First, in __init__ and then in _paramag_symmetry_operations.

maxmarkov avatar Feb 08 '21 22:02 maxmarkov

@maxmarkov thanks for the testing. Could you clarify how:

rotation = self._spacegroupAnalyzer._get_symmetry()[0]
translation = self._spacegroupAnalyzer._get_symmetry()[1]

avoids the duplicated SymmOp issue? Related to this, we use np.allclose() to define whether two SymmOps are equal but the tolerance is currently very tight, do you think this should be relaxed to make it easier to filter out duplicates?

mkhorton avatar Feb 08 '21 22:02 mkhorton

Dear @maxmarkov! Thank you for testing. Honestly, I haven't had a look at q>0 magnetic structures, but that is just a side remark. I will add it to my to do list.

Regarding _spacegroupAnalyzer._get_symmetry(), it is always good to make the code more robust. But rather than hardcoding a rounding, maybe it should be implemented using pos_tolerance with a good fall back default value. What is pymatgen's policy on that, @mkhorton?

Bdw, previously I used _spacegroupAnalyzer._get_symmetry_operations() at that point, but this function always returns the conventional symmetries. This is unexpected behavior to me, if the input structure is primitive. That is why I wrote _paramag_symmetry_operations() in the first place. Although it is probably not good if the SpacegroupAnalyzer and the MagneticSpacegroupAnalyzer behave differently. Harmonizing the behavior should maybe be added to the to do list, too.

@guymoore13, regarding the setting issue, I have a small update:

Every MSPG symbol is derived from a non-magnetic SPG symbol. That is why fortunately the same alternative settings apply. But the standard setting for MSPGs is not the one closest to the standard setting of the parent SPG [1]. Furthermore, Hall symbols [2] represent an explicit-origin spacegroup notation.

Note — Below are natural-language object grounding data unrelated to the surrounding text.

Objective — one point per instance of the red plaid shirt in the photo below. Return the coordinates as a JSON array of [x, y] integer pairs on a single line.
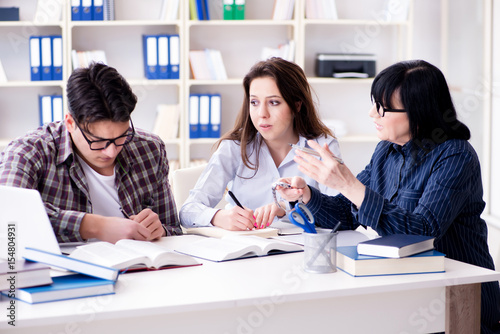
[[44, 160]]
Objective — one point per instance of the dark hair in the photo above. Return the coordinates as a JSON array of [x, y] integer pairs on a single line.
[[426, 98], [99, 93], [294, 88]]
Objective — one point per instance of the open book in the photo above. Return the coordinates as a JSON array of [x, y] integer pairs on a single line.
[[131, 255], [218, 232], [232, 247]]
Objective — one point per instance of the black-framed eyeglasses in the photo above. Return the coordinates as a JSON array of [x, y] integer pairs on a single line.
[[384, 110], [101, 144]]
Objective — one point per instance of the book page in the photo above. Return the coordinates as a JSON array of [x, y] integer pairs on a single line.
[[158, 255], [107, 254], [265, 245], [219, 249]]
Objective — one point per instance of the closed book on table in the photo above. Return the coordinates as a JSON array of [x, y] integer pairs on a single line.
[[66, 262], [349, 261], [23, 274], [66, 287], [396, 245]]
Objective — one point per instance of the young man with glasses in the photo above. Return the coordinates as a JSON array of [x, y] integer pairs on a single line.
[[97, 175]]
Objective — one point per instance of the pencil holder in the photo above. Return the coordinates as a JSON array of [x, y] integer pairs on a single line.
[[320, 252]]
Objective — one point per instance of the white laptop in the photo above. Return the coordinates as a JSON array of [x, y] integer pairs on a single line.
[[24, 222]]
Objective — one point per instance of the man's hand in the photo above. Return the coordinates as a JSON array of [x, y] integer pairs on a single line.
[[151, 221]]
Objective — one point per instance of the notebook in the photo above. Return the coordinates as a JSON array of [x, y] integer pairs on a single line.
[[24, 222]]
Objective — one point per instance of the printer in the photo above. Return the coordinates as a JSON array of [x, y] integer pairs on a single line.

There is a method to decode Hall symbols into matrix representations described in ITC volume B. The resulting matrices are precomputed and stored in spglib [3]. Spglib determines matrix representations for SPG operations and then compares to that dataset. Both tasks, determining the symmetries and comparing representations, are quite involved and currently not available individually. It should be possible to overload the initializer of spglib to accept a set of symmetry operations as an input instead of a structure. Then, the transformation matrix to a chosen setting (by selecting the Hall number) can be returned. I will contact Togo-sensei and look into spglib's repo to check how difficult this will be.

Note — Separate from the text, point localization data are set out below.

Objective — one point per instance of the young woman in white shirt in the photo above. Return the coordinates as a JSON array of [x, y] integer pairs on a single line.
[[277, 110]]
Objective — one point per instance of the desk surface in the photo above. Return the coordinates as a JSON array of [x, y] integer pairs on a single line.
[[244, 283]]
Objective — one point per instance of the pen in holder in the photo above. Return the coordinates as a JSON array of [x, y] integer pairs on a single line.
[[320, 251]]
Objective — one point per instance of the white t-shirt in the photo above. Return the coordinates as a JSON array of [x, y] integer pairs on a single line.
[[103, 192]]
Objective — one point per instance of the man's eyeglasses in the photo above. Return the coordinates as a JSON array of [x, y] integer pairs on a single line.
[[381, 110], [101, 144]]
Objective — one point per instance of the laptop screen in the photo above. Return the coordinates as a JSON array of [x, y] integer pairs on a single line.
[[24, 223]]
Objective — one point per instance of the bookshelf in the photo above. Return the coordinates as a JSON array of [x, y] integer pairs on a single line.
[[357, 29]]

[1] https://www.annualreviews.org/doi/10.1146/annurev-matsci-070214-021008 [2] https://doi.org/10.1107/S0567739481001228 [3] https://arxiv.org/pdf/1808.01590.pdf

I will try to carve out more time to get this functionality ready for distribution. Thank you all for your feedback and patience.

Best regards!

mt-huebsch avatar Feb 09 '21 00:02 mt-huebsch

Thank you for the detailed response @mt-huebsch. Yes, I think we are saying more or less the same thing. You mention the Hall symbol, and my approach has been to store the matrix normal forms required to identify the Hall symbols (on page 7 of the spglib paper that you shared). They use the Smith canonical form. I saw this a bit later - I was using a different matrix diagonalization. However, I recently discovered that the Smith canonical form has some very nice properties, especially for integer matrices. They use SageMath to compute the Smith normal forms. I have been experimenting with other Python packages to compute normal forms.